FTX Fund Crypto Will Total About $2 Billion and, by interviews, can be disbursed just this year. This is a wild pace of investment, perhaps reminiscent of how quickly a16z got its recent $2.2 billion cryptocurrency fund up and running.

Some questions:

  1. Why does the cryptocurrency market need so much money when its user base is very small compared to the bigger internet?
  2. Why are we using so much fiat money to finance cryptocurrencies?

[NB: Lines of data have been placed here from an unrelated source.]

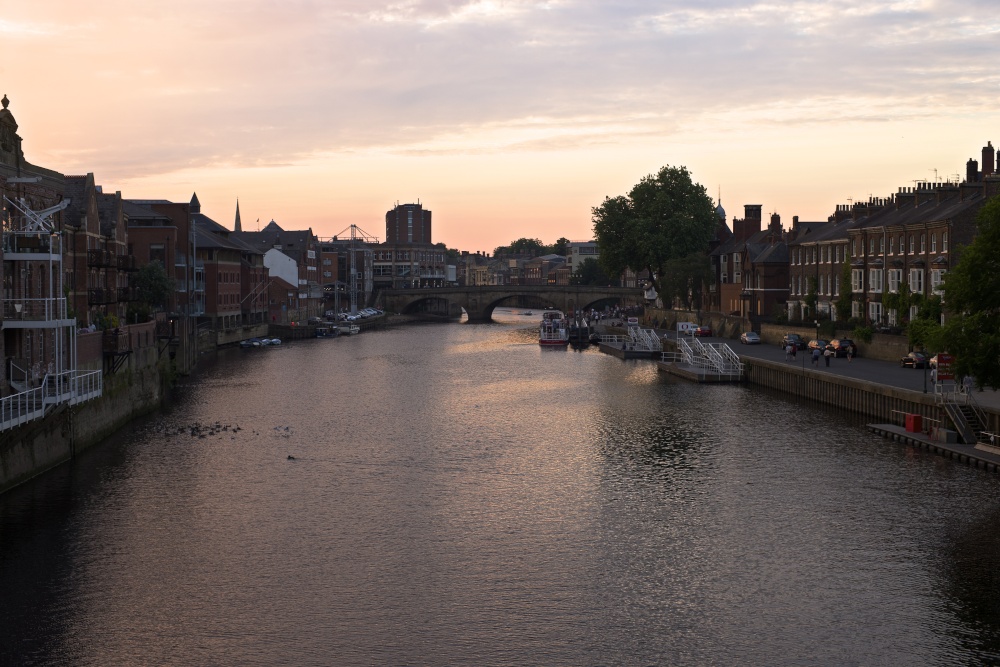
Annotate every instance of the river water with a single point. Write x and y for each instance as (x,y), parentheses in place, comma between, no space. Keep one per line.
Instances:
(458,496)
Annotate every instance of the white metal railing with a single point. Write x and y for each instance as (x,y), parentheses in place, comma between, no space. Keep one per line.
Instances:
(645,339)
(717,357)
(21,408)
(71,387)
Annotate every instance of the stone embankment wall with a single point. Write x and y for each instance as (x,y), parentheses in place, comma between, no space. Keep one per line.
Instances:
(881,402)
(137,388)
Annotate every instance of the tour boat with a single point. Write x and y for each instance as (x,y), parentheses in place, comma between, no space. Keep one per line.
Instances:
(552,331)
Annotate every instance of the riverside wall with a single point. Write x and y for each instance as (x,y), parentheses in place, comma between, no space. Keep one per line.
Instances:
(135,389)
(877,401)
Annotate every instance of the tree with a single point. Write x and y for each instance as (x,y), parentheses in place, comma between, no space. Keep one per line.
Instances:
(560,247)
(665,218)
(844,301)
(972,294)
(153,289)
(589,273)
(812,295)
(683,279)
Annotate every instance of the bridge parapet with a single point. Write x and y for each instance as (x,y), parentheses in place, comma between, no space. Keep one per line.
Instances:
(479,302)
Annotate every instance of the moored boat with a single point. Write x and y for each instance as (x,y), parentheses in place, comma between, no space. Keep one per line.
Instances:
(552,332)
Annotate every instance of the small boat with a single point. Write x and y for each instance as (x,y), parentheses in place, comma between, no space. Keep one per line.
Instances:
(552,332)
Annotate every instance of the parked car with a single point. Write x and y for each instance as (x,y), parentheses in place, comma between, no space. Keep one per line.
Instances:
(793,339)
(914,360)
(841,345)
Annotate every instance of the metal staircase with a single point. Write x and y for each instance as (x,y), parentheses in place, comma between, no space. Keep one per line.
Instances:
(717,358)
(963,410)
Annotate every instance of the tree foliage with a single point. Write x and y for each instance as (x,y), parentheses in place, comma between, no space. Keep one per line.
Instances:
(844,300)
(662,222)
(972,294)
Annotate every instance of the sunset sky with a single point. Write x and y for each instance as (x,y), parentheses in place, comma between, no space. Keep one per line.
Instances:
(506,118)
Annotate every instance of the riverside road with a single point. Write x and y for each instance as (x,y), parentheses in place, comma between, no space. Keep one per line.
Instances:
(861,368)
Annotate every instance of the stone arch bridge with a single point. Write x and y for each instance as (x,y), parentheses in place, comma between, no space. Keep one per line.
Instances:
(479,302)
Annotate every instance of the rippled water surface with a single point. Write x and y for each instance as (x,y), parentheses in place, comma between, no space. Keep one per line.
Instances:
(459,496)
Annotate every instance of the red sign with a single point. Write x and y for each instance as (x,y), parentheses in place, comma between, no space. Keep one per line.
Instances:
(946,367)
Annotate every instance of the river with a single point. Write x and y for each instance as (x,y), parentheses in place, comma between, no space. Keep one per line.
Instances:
(457,496)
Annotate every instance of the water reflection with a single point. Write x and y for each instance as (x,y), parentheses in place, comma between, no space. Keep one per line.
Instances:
(457,496)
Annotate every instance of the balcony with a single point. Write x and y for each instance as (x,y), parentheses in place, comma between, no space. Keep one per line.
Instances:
(101,258)
(31,243)
(100,296)
(34,310)
(126,263)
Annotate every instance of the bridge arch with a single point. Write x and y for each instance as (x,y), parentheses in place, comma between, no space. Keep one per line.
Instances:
(480,302)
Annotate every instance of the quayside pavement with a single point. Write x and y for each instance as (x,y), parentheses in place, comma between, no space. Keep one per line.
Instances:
(889,374)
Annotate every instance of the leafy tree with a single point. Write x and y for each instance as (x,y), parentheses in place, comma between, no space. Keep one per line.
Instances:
(845,300)
(972,293)
(589,273)
(684,279)
(153,289)
(812,296)
(664,218)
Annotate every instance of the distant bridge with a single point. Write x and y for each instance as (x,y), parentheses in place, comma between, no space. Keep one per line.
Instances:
(479,302)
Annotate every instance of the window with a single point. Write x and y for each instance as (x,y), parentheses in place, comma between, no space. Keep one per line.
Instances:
(875,280)
(937,281)
(875,312)
(857,279)
(895,277)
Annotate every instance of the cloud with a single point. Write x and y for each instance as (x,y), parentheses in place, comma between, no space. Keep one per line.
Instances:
(257,82)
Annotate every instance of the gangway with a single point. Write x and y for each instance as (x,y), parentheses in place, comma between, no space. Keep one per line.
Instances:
(715,358)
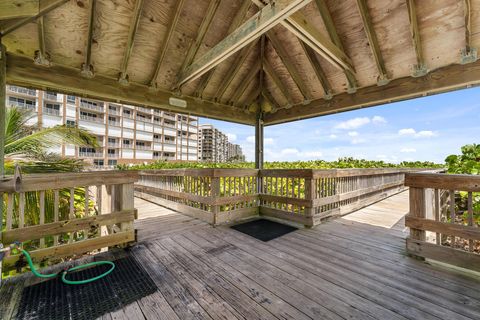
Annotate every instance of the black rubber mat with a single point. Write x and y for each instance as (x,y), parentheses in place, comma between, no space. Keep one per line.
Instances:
(53,299)
(264,230)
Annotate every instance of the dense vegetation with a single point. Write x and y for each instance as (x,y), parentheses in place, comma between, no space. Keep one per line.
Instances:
(313,164)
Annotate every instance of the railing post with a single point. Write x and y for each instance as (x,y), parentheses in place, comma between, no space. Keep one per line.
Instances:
(310,195)
(417,210)
(215,195)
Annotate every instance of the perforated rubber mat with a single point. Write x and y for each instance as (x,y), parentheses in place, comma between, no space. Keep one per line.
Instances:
(264,230)
(53,299)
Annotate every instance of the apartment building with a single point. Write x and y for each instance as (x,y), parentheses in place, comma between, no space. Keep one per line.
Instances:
(213,146)
(126,134)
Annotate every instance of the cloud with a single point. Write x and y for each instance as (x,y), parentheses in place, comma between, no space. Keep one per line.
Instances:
(379,120)
(353,123)
(420,134)
(231,137)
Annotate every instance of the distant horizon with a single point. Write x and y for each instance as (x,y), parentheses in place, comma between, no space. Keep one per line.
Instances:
(422,129)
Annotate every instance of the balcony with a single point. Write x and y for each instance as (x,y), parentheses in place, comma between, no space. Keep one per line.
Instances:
(52,112)
(90,106)
(91,119)
(21,90)
(84,154)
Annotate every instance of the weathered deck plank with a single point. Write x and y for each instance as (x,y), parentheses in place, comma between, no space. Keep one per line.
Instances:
(342,269)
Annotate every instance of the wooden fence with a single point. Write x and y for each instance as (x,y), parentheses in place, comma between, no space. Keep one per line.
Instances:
(441,219)
(303,196)
(68,214)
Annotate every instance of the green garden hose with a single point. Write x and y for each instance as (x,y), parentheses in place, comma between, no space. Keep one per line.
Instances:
(65,272)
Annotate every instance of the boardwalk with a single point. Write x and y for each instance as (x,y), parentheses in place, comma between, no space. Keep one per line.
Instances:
(342,269)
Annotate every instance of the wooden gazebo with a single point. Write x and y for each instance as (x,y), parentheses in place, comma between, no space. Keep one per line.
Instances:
(258,63)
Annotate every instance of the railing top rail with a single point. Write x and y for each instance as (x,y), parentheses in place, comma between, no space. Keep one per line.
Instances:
(200,172)
(35,182)
(460,182)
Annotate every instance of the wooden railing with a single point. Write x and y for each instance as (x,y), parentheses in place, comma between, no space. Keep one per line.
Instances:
(214,195)
(303,196)
(68,214)
(441,218)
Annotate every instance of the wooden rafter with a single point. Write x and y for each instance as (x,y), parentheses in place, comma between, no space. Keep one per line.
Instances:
(237,20)
(420,69)
(469,53)
(166,40)
(267,67)
(292,70)
(382,78)
(298,24)
(45,7)
(253,28)
(449,78)
(22,72)
(137,12)
(332,32)
(233,71)
(18,9)
(87,67)
(41,55)
(327,88)
(202,31)
(245,82)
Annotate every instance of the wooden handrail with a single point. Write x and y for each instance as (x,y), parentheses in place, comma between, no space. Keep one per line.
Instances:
(461,182)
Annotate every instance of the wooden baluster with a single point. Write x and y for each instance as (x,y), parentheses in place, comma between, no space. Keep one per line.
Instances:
(452,214)
(56,208)
(41,194)
(437,213)
(21,210)
(71,214)
(470,217)
(10,202)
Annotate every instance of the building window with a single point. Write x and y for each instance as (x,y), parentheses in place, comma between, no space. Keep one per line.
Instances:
(71,99)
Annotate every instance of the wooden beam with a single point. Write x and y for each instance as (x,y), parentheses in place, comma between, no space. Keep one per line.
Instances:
(21,71)
(166,40)
(202,31)
(292,70)
(41,56)
(298,24)
(137,12)
(12,9)
(87,67)
(237,20)
(253,28)
(310,53)
(469,53)
(332,31)
(233,71)
(267,67)
(382,78)
(420,69)
(45,7)
(444,79)
(246,82)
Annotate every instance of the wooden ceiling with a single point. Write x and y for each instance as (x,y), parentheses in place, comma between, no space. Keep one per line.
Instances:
(230,59)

These are interconnected questions. They boil down to a simple confusion of mine about why it is so difficult to build useful things in the cryptocurrency market. Coinbase and FTX exist on the fringes of the cryptocurrency world, transporting money back and forth from the traditional economy and what could be its future. That they are investing is smart, but the amount of money they are willing to invest, along with what traditional venture capitalists are also investing in blockchain startups, has me a little confused – what is all this being spent on?

The two main blockchains are established and not new (Ethereum was thought of in 2013 and released in 2015; the Bitcoin whitepaper was released in 2008); stablecoins do exist and have many well and stable players; and a lot of capital went to the NFT markets and some crypto games. Some of which even built modest player bases. But it does seem a bit concentrated when we compare the amount of money flowing into space with what we can see in terms of usable results.

Institutional investor reports that $32.8 billion in total was invested in “crypto and blockchain technology businesses” last year. Perhaps a lot of things built with this money will come out soon and will surprise us, but now well north of a decade after Bitcoin said, “Hello world”, I still don’t use any blockchain-based apps or services. today. Unless I’m messing with a part of the crypto world for research purposes, of course.

And I spend more time online than I care to admit! Perhaps the new FTX fund will bring the mass market blockchain product to the market that is not just another vehicle for speculation. Let’s wait and see, I suppose.